Sul versante degli impieghi, si conferma la tendenza alla contrazione del credito, che si apprezza in tutta la sua durezza considerando le tendenze degli ultimi 24 mesi: fra l’ottobre del 2011, alla vigilia dell’insediamento del Governo Monti, e l’ottobre scorso, il settore privato ha visto contrarsi il credito di 95 miliardi di euro (passato da 1.692 a 1.597 miliardi), con un ritmo accelerato. Ai -31 miliardi di credito registrati nei primi 12 mesi (una contrazione del 2% del pil) ha fatto seguito una ulteriore riduzione di 64 miliardi di euro tra ottobre 2012 ed il mese scorso (pari al 4% del pil). In totale, il credit crunch nominale è stato pari al 6% del pil. Considerando però che il pil reale è calato complessivamente del 4,2% (-2,4% nel 2012 e -1,8% nel 2013), il contributo del minor credito al calo del pil si è concentrato negli ultimi 12 mesi.

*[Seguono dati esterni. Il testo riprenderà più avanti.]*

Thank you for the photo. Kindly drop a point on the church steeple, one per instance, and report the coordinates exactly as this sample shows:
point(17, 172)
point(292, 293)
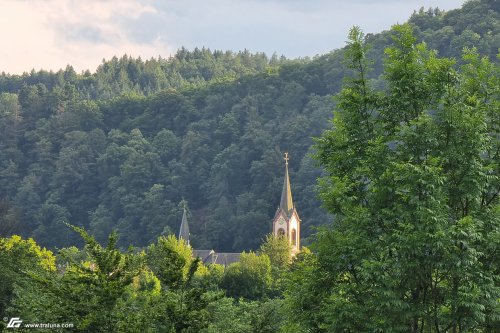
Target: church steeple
point(184, 230)
point(286, 222)
point(286, 203)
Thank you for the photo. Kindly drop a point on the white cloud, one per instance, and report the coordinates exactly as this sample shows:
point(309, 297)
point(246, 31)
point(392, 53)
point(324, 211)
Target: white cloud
point(49, 34)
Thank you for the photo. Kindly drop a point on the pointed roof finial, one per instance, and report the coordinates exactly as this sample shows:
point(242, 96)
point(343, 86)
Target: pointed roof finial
point(184, 230)
point(286, 203)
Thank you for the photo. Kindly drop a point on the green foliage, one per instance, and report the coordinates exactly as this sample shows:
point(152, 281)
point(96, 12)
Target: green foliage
point(279, 251)
point(172, 261)
point(18, 259)
point(411, 178)
point(249, 278)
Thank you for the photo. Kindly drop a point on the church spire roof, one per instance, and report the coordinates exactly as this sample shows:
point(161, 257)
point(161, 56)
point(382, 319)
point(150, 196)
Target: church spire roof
point(286, 203)
point(184, 230)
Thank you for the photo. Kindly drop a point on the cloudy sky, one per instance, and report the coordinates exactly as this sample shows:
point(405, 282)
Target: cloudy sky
point(49, 34)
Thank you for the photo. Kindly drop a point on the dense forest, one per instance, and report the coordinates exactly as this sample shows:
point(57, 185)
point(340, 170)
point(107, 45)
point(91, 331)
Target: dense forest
point(397, 188)
point(120, 148)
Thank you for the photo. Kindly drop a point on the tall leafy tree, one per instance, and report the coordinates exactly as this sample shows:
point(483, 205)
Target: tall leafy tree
point(411, 179)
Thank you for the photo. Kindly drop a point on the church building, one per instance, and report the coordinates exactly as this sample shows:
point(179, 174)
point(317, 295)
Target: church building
point(286, 223)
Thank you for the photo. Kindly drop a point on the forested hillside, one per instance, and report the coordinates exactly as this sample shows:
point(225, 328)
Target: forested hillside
point(120, 148)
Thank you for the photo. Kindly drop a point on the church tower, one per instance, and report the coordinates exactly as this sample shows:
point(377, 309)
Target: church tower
point(184, 229)
point(286, 221)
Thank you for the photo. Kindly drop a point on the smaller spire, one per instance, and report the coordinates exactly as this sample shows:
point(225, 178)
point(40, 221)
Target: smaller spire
point(184, 230)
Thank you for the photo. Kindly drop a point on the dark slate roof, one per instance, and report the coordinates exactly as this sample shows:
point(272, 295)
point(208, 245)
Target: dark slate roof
point(212, 257)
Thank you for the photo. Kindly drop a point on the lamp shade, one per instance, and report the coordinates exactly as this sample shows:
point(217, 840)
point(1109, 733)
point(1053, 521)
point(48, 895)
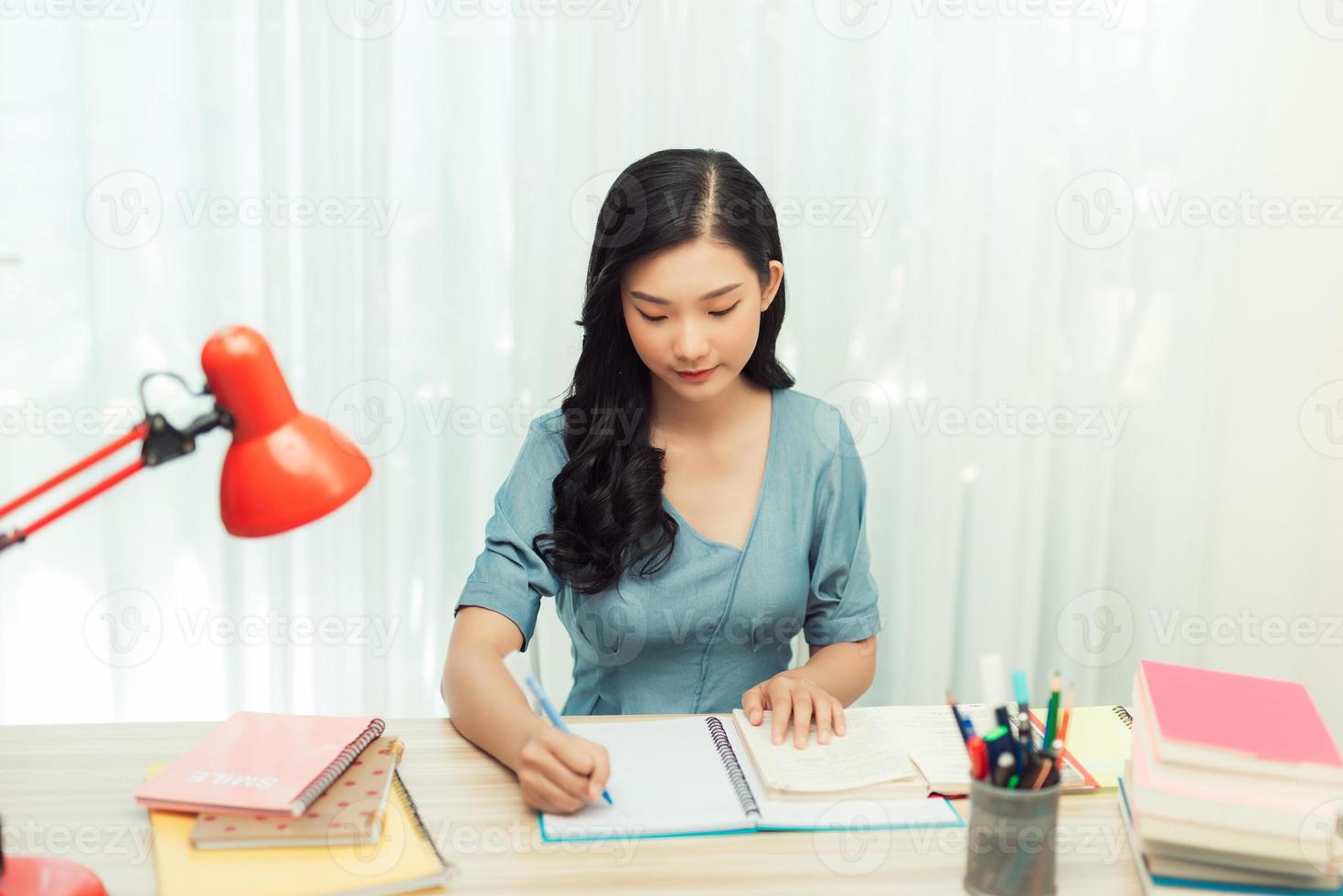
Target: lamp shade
point(283, 468)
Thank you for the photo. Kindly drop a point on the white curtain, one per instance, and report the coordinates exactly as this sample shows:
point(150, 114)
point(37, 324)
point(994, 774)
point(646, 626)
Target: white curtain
point(1093, 420)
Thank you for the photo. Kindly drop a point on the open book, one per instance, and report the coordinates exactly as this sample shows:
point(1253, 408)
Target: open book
point(682, 776)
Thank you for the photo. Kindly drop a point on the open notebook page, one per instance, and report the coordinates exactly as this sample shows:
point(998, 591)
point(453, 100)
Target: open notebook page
point(869, 752)
point(844, 810)
point(666, 778)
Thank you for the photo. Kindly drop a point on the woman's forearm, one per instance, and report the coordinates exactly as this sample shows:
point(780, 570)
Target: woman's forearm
point(844, 670)
point(485, 703)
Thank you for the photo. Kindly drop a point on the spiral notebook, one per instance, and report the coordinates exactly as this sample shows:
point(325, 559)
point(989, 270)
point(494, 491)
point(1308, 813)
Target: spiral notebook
point(263, 763)
point(687, 776)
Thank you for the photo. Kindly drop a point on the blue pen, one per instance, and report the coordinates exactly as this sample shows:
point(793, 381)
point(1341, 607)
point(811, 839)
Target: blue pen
point(521, 672)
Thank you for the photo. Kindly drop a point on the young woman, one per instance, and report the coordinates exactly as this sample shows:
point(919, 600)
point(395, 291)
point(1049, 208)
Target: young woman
point(687, 509)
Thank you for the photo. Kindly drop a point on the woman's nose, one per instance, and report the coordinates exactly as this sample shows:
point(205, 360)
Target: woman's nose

UNA CONSIDERAZIONE A PARTE

La questione delle sofferenze bancarie va considerata a parte: in valore lordo sono arrivate a 145 miliardi di euro, mentre al netto valgono 75 miliadi. Quest’ultimo ammontare corrisponde al 4% degli impieghi ed al 19,6% della somma di capitale e riserve. Le sofferenze sono aumentate di 42 miliardi di euro in due anni, di 27 negli ultimi 12 mesi, e di 14 negli ultimi sei mesi. L’incremento medio, che è di 1,75 miliardi se computato su 24 mesi, sale a 2,3 miliardi nell’ultimo semestre. Facendo il consueto paragone, le sofferenze nette sono ormai pari al 5% del pil, mentre quelle lorde arrivano al 10%. Che i banchieri siano preoccupati di questa situazione, è ovvio.
Purtroppo, ci aspetta un anno di stallo, sia sul versante del credito sia su quello dell’economia reale. Nessuno ha voluto ancora sollevare il velo sui conti del 2014: il prelievo sulla prina casa tornerà, con un qualsiasi nome di fantasia, per dare copertura ai servizi indivisibili, quelli che prima venivano pagati con l’Imu sulla prima casa.

I NUMERI DEL PIL

Finite le una tantum, il previsto aumento del pil del pil, +0,7% nel 2014, si azzererà. Il conto è presto fatto: l’equilibrio strutturale dei conti pubblici, con un onere per interessi di 90 miliardi di euro, comporta comunque un deficit di bilancio pari al 3% del pil. La colpa è del ciclo negativo innestato dall’accumulo spropositato delle correzioni fiscali: l’effetto deflattivo, pari al -2,4% del pil nel 2012, si è ridotto di 0,6 punti nel 2013, con un calo del pil dell’1,8%, sostanzialmente per merito della eliminazione dell’Imu sulla prima casa, che vale 4,5 miliardi di euro e che quest’anno ha avuto coperture che non hanno inciso sull’economia reale. Nel 2014, con la reintroduzione dell’Imu sulla prima casa e con la ulteriore frenata del credito per via della oggettiva situazione delle banche, il pil resterà a zero. Nella migliore delle ipotesi, il debito crescerà ancora di un altro 3% sul pil, visto il deficit.
Sull’abbattimento del debito e la riorganizzazione delle pubbliche amministrazioni si continua a perdere tempo: un equilibrio strutturale della finanza pubblica che spesi interessi di mercato su un debito pari al 130% del pil, e che addirittura lo riduca senza creare deflazione, è pura fantasia. La fantasia al potere.